Human and Social Capabilities Research Division, Human Sciences Research Council, Durban, South Africa
McGill Global Health Programme & McGill International TB Centre, McGill University, Montréal, Ontario, Canada.
BMJ Glob Health. 2020 May;5(5). doi: 10.1136/bmjgh-2019-002255.
Tuberculosis (TB) is treatable but is the leading infectious cause of death worldwide, with men over-represented in some key aspects of the disease burden. Men's TB epidemiological scenario occurs within a wider public health and historical context, including their prior sidelining in health discussions. Differences are however noticeable in how some Western countries and high TB and HIV burden low and middle-income countries (LMIC) including in Africa have approached the subject(s) of men and health. The former have a comparatively long history of scholarship, and lately are implementing actions targeting men's health and wellness, both increasingly addressing multilevel social and structural determinants. In contrast, in the latter men have received attention primarily for their sexual practices and role in HIV and AIDS and gender-based violence; moreover, interventions, guided by the public health approach, have stressed short-term, measurable and medical goals. Debates and the limited available empirical literature on men's engagement with TB-related healthcare are nevertheless indicating need for a shift, within TB work with men in high burden LMICs towards, structural and multicomponent interventions.
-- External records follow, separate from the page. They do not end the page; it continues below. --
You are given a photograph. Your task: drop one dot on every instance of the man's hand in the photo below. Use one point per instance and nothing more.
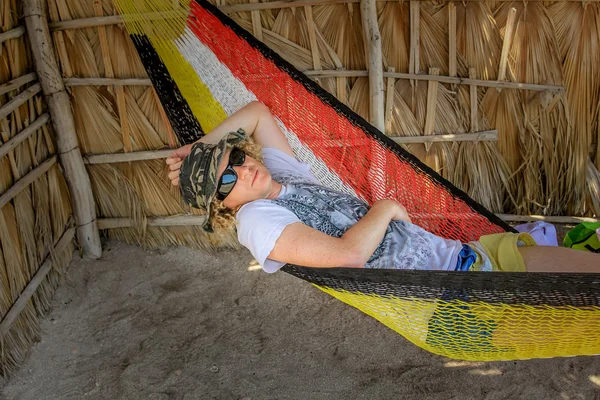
(174, 162)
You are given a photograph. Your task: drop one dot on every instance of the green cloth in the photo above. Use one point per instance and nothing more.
(584, 237)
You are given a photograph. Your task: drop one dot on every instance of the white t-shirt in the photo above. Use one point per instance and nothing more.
(261, 222)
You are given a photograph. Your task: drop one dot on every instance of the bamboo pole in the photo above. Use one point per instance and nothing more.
(107, 82)
(194, 220)
(176, 220)
(23, 135)
(314, 48)
(17, 83)
(452, 39)
(389, 101)
(19, 100)
(474, 102)
(490, 135)
(508, 35)
(126, 157)
(414, 63)
(432, 89)
(227, 9)
(62, 117)
(12, 34)
(341, 73)
(38, 278)
(256, 24)
(368, 13)
(453, 137)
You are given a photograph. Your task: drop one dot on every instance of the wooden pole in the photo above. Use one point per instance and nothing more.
(256, 24)
(12, 34)
(107, 82)
(368, 11)
(432, 89)
(19, 100)
(59, 107)
(452, 39)
(552, 219)
(17, 83)
(491, 135)
(474, 102)
(193, 220)
(508, 35)
(452, 137)
(175, 220)
(389, 101)
(441, 78)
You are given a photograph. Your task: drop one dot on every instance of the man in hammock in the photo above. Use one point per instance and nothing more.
(284, 215)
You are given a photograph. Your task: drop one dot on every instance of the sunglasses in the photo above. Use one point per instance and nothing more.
(228, 180)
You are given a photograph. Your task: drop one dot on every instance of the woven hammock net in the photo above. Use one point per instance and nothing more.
(205, 67)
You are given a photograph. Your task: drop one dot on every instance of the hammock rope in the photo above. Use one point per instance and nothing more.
(205, 67)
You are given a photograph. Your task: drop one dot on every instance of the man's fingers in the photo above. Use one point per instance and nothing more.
(172, 159)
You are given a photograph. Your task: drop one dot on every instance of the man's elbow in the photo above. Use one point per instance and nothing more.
(257, 106)
(355, 258)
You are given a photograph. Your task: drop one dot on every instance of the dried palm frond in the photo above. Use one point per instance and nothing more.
(96, 122)
(393, 19)
(341, 27)
(117, 198)
(150, 107)
(60, 206)
(546, 141)
(577, 28)
(18, 276)
(593, 184)
(143, 135)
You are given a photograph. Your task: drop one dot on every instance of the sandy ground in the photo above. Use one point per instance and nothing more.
(181, 324)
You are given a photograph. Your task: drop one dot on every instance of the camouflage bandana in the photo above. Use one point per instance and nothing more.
(198, 174)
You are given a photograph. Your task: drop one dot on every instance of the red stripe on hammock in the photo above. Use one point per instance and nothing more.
(317, 123)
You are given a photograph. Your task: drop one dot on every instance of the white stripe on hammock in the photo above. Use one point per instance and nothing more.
(232, 94)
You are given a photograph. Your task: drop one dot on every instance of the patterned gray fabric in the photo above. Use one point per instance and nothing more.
(404, 246)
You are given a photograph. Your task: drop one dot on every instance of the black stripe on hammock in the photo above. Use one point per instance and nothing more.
(184, 123)
(534, 289)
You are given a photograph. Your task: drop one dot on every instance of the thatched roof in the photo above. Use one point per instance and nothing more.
(501, 98)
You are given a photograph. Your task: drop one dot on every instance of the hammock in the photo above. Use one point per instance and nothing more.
(204, 67)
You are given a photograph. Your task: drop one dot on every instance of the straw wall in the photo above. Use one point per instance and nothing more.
(36, 238)
(500, 97)
(452, 75)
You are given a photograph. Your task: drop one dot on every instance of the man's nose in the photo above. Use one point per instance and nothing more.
(242, 171)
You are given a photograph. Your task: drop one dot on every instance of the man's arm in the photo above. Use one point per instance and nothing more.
(255, 118)
(302, 245)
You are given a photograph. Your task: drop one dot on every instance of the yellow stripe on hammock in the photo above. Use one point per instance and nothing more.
(497, 331)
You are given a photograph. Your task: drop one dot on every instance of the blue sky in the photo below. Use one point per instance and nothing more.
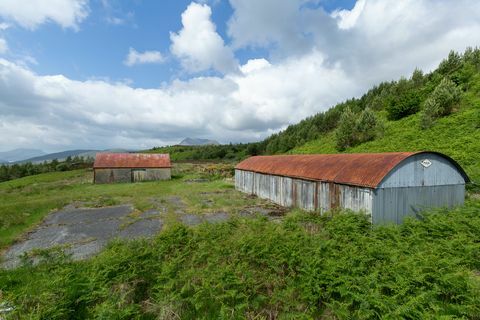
(138, 74)
(99, 46)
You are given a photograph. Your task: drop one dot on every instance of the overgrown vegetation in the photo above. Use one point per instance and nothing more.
(440, 103)
(353, 130)
(304, 267)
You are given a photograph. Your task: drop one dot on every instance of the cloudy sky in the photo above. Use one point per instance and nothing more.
(143, 73)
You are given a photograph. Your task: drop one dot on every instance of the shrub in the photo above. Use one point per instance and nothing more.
(403, 105)
(353, 129)
(345, 135)
(440, 103)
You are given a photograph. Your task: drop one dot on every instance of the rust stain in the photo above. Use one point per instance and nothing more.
(359, 169)
(131, 160)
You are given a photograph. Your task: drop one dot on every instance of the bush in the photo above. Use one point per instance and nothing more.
(345, 135)
(440, 103)
(354, 129)
(404, 105)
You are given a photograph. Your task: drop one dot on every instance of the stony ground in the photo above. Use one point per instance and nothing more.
(81, 232)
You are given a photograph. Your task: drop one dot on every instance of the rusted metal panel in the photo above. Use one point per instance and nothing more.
(361, 169)
(156, 174)
(131, 160)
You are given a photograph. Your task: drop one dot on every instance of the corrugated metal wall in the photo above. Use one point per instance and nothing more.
(420, 182)
(304, 194)
(131, 175)
(392, 205)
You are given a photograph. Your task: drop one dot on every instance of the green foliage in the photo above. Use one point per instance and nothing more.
(403, 105)
(306, 267)
(346, 132)
(440, 103)
(19, 170)
(353, 129)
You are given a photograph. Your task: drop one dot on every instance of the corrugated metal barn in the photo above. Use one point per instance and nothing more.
(388, 186)
(131, 167)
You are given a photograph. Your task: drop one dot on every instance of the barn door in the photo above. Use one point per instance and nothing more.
(138, 175)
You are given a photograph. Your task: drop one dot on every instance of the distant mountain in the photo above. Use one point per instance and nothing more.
(60, 156)
(20, 154)
(197, 142)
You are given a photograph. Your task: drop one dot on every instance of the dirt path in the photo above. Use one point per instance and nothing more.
(83, 232)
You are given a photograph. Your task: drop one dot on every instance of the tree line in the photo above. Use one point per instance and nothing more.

结核病(TB)是可治愈的,但它是全球导致死亡的主要传染病原因,在某些疾病负担的关键方面,男性的占比更高。男性的结核病流行病学情况发生在更广泛的公共卫生和历史背景下,包括他们在健康讨论中被边缘化。然而,在一些西方国家和结核病和艾滋病毒负担较高的低收入和中等收入国家(LMIC),包括非洲,如何处理男性和健康问题方面存在明显差异。前者有相对较长的学术研究历史,最近正在采取针对男性健康和健康的行动,这些行动越来越多地解决多层次的社会和结构性决定因素。相比之下,在后者中,男性主要因其性行为以及在艾滋病毒和艾滋病以及性别暴力中的作用而受到关注;此外,以公共卫生方法为指导的干预措施强调了短期、可衡量和医学目标。然而,关于男性参与与结核病相关的医疗保健的争论和有限的可用实证文献表明,在高负担的 LMIC 国家中,结核病工作需要转向针对男性的结构性和多方面干预措施。